Kuzey Afrika’daki eski sömürgeci ülkelerden biri olan Fransa’nın Libya’da Hafter güçlerini desteklediği biliniyor. Libya, Fansa için ucuz ve kolay ulaşılabilir bir enerji ülkesi olmanın ötesinde Akdeniz üzerinden Afrika’ya açılan önemli bir kapı olarak da önem taşıyor. Fransa, Sahel olarak adlandırılan ve Sahra kuşağının güneyinde kalan Moritanya, Mali, Nijer, Çad ve Sudan hattında etkisini sürdüren bir emperyalist güç olmaya devam ediyor. Bu nedenle Libya ve burada Hafter’le sürdürdüğü iş birliği Fransa için bu bölgede kendi çıkarları için bir tehdit olarak gördüğü radikal İslamcı gruplarla mücadele bakımından da önem taşıyor -ki, Fransa zaten 2016’dan bu yana bu gruplara karşı Hafter güçleriyle iş birliği ve ortak operasyonlar yapıyor.

Fransa, aynı zamanda enerji tekeli Total üzerinden Güney Kıbrıs yönetimiyle yaptığı anlaşmalara bağlı olarak da Doğu Akdeniz’deki enerji arama, çıkarma ve geçiş yollarının denetimi mücadelesinde öne çıkıyor. Bu temelde Libya ve Doğu Akdeniz’de çıkar çatışması yaşadığı Türkiye’deki iktidar ile de ciddi bir gerilim içinde bulunuyor.

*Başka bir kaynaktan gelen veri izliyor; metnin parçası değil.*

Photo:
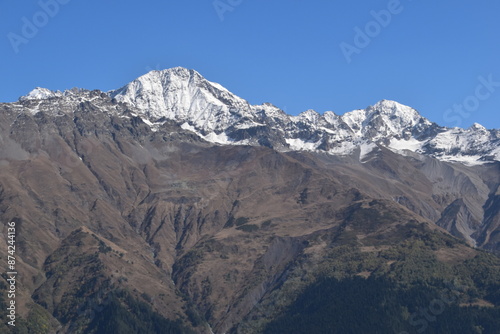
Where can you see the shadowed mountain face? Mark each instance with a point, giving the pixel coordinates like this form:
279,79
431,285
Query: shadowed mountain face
113,211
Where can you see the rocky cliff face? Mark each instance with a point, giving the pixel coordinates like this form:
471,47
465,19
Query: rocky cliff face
132,190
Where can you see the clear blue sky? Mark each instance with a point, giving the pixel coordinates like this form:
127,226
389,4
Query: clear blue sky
429,54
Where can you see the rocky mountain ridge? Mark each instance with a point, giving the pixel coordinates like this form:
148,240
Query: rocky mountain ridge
219,116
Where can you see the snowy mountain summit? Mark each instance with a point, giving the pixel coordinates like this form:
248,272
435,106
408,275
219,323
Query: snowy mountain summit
219,116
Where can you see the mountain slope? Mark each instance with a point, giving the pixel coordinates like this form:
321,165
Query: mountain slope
118,209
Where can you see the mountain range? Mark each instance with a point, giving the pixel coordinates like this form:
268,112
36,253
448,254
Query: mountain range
174,200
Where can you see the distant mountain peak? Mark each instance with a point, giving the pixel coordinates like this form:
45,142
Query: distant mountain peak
219,116
40,93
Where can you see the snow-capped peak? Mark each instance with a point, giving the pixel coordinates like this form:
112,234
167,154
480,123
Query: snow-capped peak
219,116
40,93
185,96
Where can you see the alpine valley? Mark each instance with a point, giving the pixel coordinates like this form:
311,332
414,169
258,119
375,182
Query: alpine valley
171,205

Macron’un geçen sene söylediği “Avrupa, Ortadoğu’da ‘küçük hissedar’ olmaya devam edemez” sözleri, aslında son dönemdeki bu girişimlerin arka planındaki gerçeği de bütün açıklığı ile ortaya koyuyor.

Bölgede önemli oranda devam eden egemenliğini kaybetmek istemeyen ABD’nin girişim ve planlarını İran’ı kuşatmak ve Rusya’nın ilerleyişini durdurmak biçiminde özetlemek mümkün.

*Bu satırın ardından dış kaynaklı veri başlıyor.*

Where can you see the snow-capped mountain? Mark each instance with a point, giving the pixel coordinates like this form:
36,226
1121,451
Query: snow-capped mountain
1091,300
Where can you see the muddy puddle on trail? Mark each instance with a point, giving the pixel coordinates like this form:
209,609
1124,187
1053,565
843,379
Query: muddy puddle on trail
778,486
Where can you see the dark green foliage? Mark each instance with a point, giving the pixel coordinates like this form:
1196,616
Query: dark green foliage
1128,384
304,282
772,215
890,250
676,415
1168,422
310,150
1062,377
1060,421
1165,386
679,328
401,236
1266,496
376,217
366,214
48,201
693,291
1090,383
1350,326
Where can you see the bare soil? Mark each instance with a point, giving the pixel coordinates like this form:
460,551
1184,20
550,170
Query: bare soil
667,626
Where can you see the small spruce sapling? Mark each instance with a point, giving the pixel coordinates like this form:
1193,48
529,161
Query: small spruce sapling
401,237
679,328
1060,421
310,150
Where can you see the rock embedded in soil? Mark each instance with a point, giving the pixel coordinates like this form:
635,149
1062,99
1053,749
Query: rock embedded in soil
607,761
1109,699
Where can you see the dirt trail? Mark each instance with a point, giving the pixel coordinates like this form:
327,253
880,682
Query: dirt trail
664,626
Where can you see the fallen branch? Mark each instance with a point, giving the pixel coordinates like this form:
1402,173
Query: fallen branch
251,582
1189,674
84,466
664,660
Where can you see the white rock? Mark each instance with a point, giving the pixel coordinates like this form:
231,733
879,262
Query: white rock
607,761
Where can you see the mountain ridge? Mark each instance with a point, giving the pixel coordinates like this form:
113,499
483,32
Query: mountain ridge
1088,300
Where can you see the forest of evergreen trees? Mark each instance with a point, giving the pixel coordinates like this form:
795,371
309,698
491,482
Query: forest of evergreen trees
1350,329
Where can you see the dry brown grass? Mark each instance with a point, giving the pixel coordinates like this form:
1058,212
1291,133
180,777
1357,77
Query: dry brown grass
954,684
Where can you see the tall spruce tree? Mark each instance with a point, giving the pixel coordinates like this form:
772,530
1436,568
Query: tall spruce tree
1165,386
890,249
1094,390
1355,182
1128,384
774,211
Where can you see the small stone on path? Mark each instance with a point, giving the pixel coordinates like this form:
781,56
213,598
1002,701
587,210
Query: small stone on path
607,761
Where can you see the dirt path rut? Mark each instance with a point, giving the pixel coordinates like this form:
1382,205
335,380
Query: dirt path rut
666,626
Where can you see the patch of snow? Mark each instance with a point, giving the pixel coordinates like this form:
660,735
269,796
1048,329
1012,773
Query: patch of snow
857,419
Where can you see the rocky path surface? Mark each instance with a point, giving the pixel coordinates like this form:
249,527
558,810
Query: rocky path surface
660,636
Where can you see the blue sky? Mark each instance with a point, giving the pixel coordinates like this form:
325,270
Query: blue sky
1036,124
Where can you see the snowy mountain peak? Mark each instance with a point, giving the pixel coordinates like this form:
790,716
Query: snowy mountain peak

Bu plan, Suriye’de Kürtlerle olan iş birliği üzerinden burada kendisini zayıflatacak bir çözümü engellemeye yönelik girişimler üzerinden işliyor.

Ama asıl önemlisi, ABD kendi stratejisinin başarısı için iş birlikçi Arap rejimleri ve İsrail arasında ilişki-iş birliğini geliştirmek ve bu temelde Filistin sorununu bunun önünde bir engel olmaktan çıkarmak istiyor. Trump’ın damadı ve Danışmanı Kushner ve Dışişleri Bakanı Pompeo, bu planı uygulamaya koyabilmek için ağustos ayı boyunca birçok bölge ülkesine ziyaretler gerçekleştirdiler. Birleşik Arap Emirlikleri ve İsrail arasında ‘Normalleşme’ konusunda varılan anlaşma bu girişim bakımından büyük önem taşıyor. BAE’yi Bahreyn, Umman ve S. Arabistan’ın takip etmesi bekleniyor.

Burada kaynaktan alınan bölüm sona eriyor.